You will find that by week 2, this structure becomes muscle memory. Your cognitive energy can then shift from “what order do I say this?” to “what is actually wrong with this patient and what am I missing?”
ICU vs Floor: Why the Structure Must Be Tighter
On the floor, you can get away with long problem lists and leisurely histories. Patients are relatively stable. Time pressure is real but not murderous.
In the ICU:
- The team has to move through 10–20 critically ill patients.
- Every minute you waste is a minute not spent at a bedside where someone is decompensating.
- Decisions are often made in real time during your presentation.
Your five minutes need to function like an executive summary. Focused, decision‑oriented, no filler.
To visualize it, think of an attending’s attention as a finite resource across the list:
| Category | Value |
|---|---|
| Patient 1 | 100 |
| Patient 5 | 80 |
| Patient 10 | 60 |
| Patient 15 | 45 |
| Patient 20 | 30 |
You want to be the resident whose presentations conserve that resource, not erode it.
A Quick Rounds Flow You Can Memorize
If you like mental checklists, here is the “ICU 5‑Minute Note” sequence you can run in your head:
| Step | Description |
|---|---|
| Step 1 | One line ID |
| Step 2 | Overnight events |
| Step 3 | Current status snapshot |
| Step 4 | Problem 1 - primary issue |
| Step 5 | Problem 2+ - other organ failures |
| Step 6 | Bundles and prophylaxis |
| Step 7 | Disposition and goals |
Say it before you walk into the room:
“ID, events, status, problems, bundles, dispo.”
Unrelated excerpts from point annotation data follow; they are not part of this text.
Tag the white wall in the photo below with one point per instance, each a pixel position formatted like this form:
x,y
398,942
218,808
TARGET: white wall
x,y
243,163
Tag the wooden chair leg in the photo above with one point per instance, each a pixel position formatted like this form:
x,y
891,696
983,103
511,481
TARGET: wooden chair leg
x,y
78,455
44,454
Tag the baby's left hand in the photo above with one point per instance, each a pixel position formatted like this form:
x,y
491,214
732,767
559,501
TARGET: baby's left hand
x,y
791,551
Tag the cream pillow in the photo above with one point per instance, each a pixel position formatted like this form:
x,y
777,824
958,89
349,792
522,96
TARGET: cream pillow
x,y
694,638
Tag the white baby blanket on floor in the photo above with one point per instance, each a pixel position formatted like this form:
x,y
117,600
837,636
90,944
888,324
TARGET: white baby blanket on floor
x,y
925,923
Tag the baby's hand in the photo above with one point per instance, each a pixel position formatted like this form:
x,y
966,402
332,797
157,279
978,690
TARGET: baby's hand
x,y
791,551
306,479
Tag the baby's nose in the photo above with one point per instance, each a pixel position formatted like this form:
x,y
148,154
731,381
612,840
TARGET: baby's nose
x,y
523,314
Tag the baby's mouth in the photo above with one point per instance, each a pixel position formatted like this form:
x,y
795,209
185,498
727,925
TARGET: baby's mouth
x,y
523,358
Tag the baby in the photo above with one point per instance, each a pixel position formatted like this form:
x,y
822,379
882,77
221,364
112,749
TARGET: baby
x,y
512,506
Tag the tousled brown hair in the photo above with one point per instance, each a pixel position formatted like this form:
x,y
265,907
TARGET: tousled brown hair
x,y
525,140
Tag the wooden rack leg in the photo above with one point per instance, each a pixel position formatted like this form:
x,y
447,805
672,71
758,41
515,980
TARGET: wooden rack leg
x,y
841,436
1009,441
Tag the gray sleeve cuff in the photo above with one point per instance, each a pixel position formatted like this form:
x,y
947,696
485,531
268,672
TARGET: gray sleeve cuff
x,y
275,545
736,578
Use that to yank yourself back if you start wandering.
Final Tight Summary
Three points to take with you:
- A 5‑minute ICU progress note lives or dies on structure: one‑liner, key events, current status, problem‑based plan, disposition.
- Stop reading the chart at people. Summarize the objective data; spend most of your time on assessment, thresholds, and concrete plans.
- Prioritize the ICU problems first—shock, respiratory failure, organ support—then wrap with bundles and dispo. If you lead with electrolytes and FEN, you are doing it wrong.